# Sony Ericsson Z710i and iSync



## dwp (Aug 12, 2003)

Just renewed my agreement with Fido and for my trouble was given a SE Z710i. Wonderful but it doesn't work with iSync and although I could live without it having that feature would be a nice.

My question is... does Apple add new phones to it's iSync list on a regular basis or should I just go and buy the plugin I need now? I'm in no rush, but if iSync has become one of those forgotten apps, I'll make the purchase.

Any thoughts?


----------



## Macaholic (Jan 7, 2003)

If you're in no rush, I'd hold out for any updates to iSync when Mac OS X v. 10.5 "Leopard" is released. Apple promised its release in October.


----------



## adam.sn (Feb 7, 2007)

Hey 
Actually i have that exact setup and got it to work no problem. Everything syncs, it's fantastic. Just try this. mobile.feisar.com - Sony Ericsson Phone Plugins for iSync v2.4 K530, K530i, T650i, T650, S500, S500i, K310, K310i, K320, K320i, K510, K510i, K550, K550i, K618, K618i, K810, K810i, W830, W300, W300i, W610, W610i, W700, W700i, Z310, Z310i, W200, W200i,

Cheers. 
- Adam


----------



## dwp (Aug 12, 2003)

Thanks for the advice. I'll wait till October and see what Apple has to offer.


----------



## bierman (Nov 2, 2007)

*Feisar & 10.5*

Feisar has just said on their website that the Address Book sync doesn't work anymore with 10.5

Anyone have any more info on this?


----------



## pictor (Jan 29, 2007)

bierman said:


> Feisar has just said on their website that the Address Book sync doesn't work anymore with 10.5
> 
> Anyone have any more info on this?


Works fine for me. I have an ericsson 580i, and my address book synched fine last time I did a sync.


----------



## powz (Apr 25, 2007)

Sorry for the noobish question, but I'm thinking of buying the Ericsson w580 or w810. I'm worried about the lack of iTunes syncing, since I'll be replacing my iPod with one of these phones. Is there some other plug-in solution? Or will I have to replace iTunes with Sony's music software/manually drag files onto the phone? Thanks all!


----------



## irontree (Oct 28, 2006)

powz said:


> Sorry for the noobish question, but I'm thinking of buying the Ericsson w580 or w810. I'm worried about the lack of iTunes syncing, since I'll be replacing my iPod with one of these phones. Is there some other plug-in solution? Or will I have to replace iTunes with Sony's music software/manually drag files onto the phone? Thanks all!

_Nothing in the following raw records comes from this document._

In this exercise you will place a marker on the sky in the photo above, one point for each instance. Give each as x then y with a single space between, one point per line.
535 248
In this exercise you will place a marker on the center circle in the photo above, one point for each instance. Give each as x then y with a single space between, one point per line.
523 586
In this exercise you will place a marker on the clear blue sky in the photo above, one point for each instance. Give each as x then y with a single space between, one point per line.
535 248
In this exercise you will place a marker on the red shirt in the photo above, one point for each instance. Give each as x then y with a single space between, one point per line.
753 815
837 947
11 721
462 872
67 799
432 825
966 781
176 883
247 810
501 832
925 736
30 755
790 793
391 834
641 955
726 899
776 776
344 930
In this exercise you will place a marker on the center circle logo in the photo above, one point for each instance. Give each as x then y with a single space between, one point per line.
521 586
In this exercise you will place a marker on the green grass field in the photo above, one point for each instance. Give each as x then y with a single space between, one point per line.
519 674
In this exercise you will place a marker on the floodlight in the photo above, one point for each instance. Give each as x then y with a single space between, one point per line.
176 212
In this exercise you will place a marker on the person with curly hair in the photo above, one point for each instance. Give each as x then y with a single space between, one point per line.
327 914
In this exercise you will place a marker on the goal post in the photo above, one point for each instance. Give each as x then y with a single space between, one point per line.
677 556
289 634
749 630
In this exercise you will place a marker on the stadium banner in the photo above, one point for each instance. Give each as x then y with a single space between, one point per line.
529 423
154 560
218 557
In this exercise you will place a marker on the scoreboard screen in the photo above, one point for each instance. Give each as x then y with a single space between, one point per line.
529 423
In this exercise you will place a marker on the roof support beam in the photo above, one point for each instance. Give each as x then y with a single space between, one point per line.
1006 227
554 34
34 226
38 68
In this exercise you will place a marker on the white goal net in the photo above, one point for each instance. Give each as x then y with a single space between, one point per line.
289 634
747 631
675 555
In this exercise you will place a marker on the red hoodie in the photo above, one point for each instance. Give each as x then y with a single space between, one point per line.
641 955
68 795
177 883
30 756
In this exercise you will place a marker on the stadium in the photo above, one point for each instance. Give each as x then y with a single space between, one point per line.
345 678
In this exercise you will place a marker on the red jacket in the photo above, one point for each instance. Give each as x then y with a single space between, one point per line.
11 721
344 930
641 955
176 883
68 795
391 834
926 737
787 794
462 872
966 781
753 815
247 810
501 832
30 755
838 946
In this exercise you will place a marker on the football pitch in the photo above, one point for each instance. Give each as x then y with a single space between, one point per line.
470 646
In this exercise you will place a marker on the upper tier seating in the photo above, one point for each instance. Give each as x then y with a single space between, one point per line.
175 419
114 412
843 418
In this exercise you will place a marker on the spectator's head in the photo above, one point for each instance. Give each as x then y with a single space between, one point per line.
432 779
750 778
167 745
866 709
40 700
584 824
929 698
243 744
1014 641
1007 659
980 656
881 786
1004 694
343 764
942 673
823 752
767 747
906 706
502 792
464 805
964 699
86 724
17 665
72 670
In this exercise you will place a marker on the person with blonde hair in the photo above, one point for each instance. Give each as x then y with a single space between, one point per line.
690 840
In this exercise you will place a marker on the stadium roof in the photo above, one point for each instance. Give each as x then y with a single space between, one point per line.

I have this phone(W 810i) and it has been a bit of pain to get tunes onto it.
First there is NO mac software offered for it by Sony. Secondly you can't just drag and drop files manually onto the phone because there is something inherent in the Mac OS that adds things to the file names which makes them unreadable by the phone. The only thing that worked for me was sending them via bluetooth albeit it extremely slow at only 40k/sec. I have tried using the windoze software in Parallels and that worked although it was even slower than bluetooth! I think this phone is USB 1.1 only???
Also ringtones will only work if they have DRM, meaning that you can't use just any tune out of your library as a ringer. (this can be defeated by unbranding your phone or downloading software from Sony that adds the DRM for you to your tunes)
Word of advice- this phone could NEVER replace an iPod in my opinion. The music playing software could never hold a candle to the interface of the iPod. Lack of gapless playback and track scrubbing made me never want to get rid of my iPod.
There are SOME positives to this phone though LOL. It does playback AAC (non DRM) and the FM radio is a nice touch. It also takes great pictures and syncs with iPhoto and Apple's address book and iCal. Also reception is a heck of a lot better than my old Razr.

Hope this info helps!


----------



## powz (Apr 25, 2007)

> I have this phone(W 810i) and it has been a bit of pain to get tunes onto it.
> First there is NO mac software offered for it by Sony. Secondly you can't just drag and drop files manually onto the phone because there is something inherent in the Mac OS that adds things to the file names which makes them unreadable by the phone. The only thing that worked for me was sending them via bluetooth albeit it extremely slow at only 40k/sec. I have tried using the windoze software in Parallels and that worked although it was even slower than bluetooth! I think this phone is USB 1.1 only???
> Also ringtones will only work if they have DRM, meaning that you can't use just any tune out of your library as a ringer. (this can be defeated by unbranding your phone or downloading software from Sony that adds the DRM for you to your tunes)
> Word of advice- this phone could NEVER replace an iPod in my opinion. The music playing software could never hold a candle to the interface of the iPod. Lack of gapless playback and track scrubbing made me never want to get rid of my iPod.
> ...


Thanks so much for the info! That sounds a bit like a nightmare. After asking this question I did a bit of research and found a couple of programs that help sync iTunes on a Mac with some Ericsson phones, though neither work with Leopard yet. In case you weren't aware of them, they're called "iTuneMyWalkman" and "SyncTunes". I think they're both available on Mac OS X Software Updates and Mac OS X Downloads - VersionTracker But I guess you still can't beat the iPod usability, though.


----------